I could only look at Cal.
He had shed his heavy wool coat the moment we stepped back into the freezing night air, tucking it firmly around my shoulders despite my protests, leaving him in nothing but his charcoal suit jacket as he faced the wind. Now, he stood in just his suit jacket, the charcoal fabric straining against his shoulders. His chest was heaving as if he’d just run a marathon, his breath hitching in the cold air, forming small clouds of white vapor between us. The Scottish burr he’d been wielding like a weapon all night, charming the room while simultaneously marking his territory was gone. In its place was a raw, jagged silence that felt like a physical weight pressing against my sternum.
I glanced over his shoulder at the giant digital clock projected onto the skyscraper across the street. The red numbers were unforgiving.
"11:55," I whispered, my voice trembling, whipped away almost instantly by the wind. "Five minutes, Cal. Then we can go. Greasy Chinese food, remember? The Safety Pact. We’re almost home free."
"To hell with the pact, Hallie," he rasped.
The words weren't a joke. There was no teasing glint in his eyes, no playful smirk. He stepped into my space, his massive shadow swallowing me whole, pinning me between the stone pillar and the heat of his body. He didn't look like the 'safe' best friend who had held my hand through a dozen bad dates. He looked like a man who was done pretending, a man who had reached the absolute limit of his endurance.
"Cal?" My voice was small, breathless.
"You spent the last hour smiling at that idiot Mark," he said, his voice dropping into that low, gravelly register that made my knees feel like they were made of water. "You let him touch you. You let him lean in close enough to smell your perfume. You let him think he had a ghost of a chance. And all I could think about—all I’ve been able to think about all night—was the way your skin felt under my knuckles when I zipped that dress up. The way you breathed when I touched your neck."

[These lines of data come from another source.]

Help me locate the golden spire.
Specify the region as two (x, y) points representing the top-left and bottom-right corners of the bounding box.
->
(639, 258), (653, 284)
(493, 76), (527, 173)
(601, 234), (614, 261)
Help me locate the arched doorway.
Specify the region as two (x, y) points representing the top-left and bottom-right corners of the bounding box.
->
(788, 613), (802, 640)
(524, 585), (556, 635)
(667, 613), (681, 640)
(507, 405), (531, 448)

He took another half-step closer, his thighs brushing against the emerald silk of my skirt.
"I’ve been tryin' to stay in my lane, Hallie. I truly have. I’ve played the part of the 'good friend' until I’m sick with it. But the lane’s disappeared under all this 'just friends' rubbish. I can’t breathe in it anymore."
I felt the air leave my lungs, my back pressing harder against the cold stone. "You've been... you've been pining? For me? All this time?"

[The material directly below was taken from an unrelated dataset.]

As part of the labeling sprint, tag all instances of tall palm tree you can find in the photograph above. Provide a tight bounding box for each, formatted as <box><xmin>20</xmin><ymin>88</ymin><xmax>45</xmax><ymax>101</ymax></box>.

He let out a short, dark laugh that didn't reach his eyes—a sound of pure, frustrated longing. "Pining? That’s a soft word for it, lass. A romantic word. I’ve been starving. Ten years of watching you, wanting you, and convincing myself that being your 'anchor' was enough to keep me sane. I told myself that as long as I was the one you called first, I could handle the rest. But it's not enough. It’s never been enough."
Behind the glass, the music swelled. I could see people crowding toward the windows, checking their watches, lifting their glasses. The energy of a thousand people waiting for a reset was vibrating through the glass doors.

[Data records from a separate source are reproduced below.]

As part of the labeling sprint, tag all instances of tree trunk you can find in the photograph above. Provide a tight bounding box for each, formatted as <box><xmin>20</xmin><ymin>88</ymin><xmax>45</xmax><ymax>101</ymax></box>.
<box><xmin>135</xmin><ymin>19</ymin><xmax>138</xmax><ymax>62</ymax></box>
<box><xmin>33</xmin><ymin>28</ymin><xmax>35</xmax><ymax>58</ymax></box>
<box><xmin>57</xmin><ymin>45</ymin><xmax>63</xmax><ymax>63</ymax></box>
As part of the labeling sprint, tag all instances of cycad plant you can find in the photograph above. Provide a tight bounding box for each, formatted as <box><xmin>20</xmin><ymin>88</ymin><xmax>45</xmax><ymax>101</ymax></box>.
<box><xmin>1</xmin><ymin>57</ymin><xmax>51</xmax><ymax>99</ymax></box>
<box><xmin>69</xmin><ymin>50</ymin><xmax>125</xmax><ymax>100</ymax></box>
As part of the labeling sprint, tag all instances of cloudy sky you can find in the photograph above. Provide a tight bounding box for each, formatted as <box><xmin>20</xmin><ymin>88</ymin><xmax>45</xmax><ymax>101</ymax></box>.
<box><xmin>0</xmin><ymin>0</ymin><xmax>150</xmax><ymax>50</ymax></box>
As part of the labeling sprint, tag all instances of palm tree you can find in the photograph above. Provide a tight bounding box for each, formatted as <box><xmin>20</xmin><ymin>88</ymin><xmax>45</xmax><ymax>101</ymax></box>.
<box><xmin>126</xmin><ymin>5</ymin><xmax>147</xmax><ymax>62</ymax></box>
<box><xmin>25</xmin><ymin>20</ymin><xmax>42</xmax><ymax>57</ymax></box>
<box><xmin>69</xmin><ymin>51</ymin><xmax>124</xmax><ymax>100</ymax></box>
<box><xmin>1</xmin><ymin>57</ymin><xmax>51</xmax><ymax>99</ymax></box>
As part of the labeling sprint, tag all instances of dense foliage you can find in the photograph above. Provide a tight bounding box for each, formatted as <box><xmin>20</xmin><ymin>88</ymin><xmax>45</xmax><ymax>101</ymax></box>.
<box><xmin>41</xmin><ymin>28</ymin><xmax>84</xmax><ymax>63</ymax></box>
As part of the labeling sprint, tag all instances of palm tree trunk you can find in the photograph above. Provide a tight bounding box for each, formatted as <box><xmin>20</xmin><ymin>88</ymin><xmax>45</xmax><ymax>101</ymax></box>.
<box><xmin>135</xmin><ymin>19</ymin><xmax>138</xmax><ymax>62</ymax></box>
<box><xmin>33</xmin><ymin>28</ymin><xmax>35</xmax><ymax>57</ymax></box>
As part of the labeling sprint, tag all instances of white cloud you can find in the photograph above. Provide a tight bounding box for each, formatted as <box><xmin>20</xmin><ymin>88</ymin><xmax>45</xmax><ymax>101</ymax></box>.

"11:58," I breathed. The crowd inside began to roar, their voices muffled but growing in intensity. I could hear the faint, rhythmic chant starting. Ten... nine...
"I didn't think you felt that way," I whispered, my hands reaching out of the oversized sleeves of his coat to clutch the lapels of his suit jacket. I needed to hold onto him, to anchor myself, or the sheer force of his confession was going to send me over the railing. "I thought I was the only one. I thought I was losing my mind, feeling like my skin was on fire every time we shared a couch or your hand lingered on mine a second too long."
Cal’s hands came up, cupping my face with a ferocity that made me gasp. His palms were hot, a stark contrast to the freezing wind, and his thumbs traced my cheekbones with a touch that was both rough and desperate. He looked at me with an intensity that felt like he was memorizing my soul.
"You’re not the only one, lass. You never were," he growled.
Five... four...
The world around us seemed to go into a vacuum. The shouting from the party, the muffled bass, the whistling wind, it all fell away into a dull hum. There was only the heat of Cal’s palms, the scent of his sandalwood cologne, and the dark, focused hunger in his eyes that told me there was no turning back.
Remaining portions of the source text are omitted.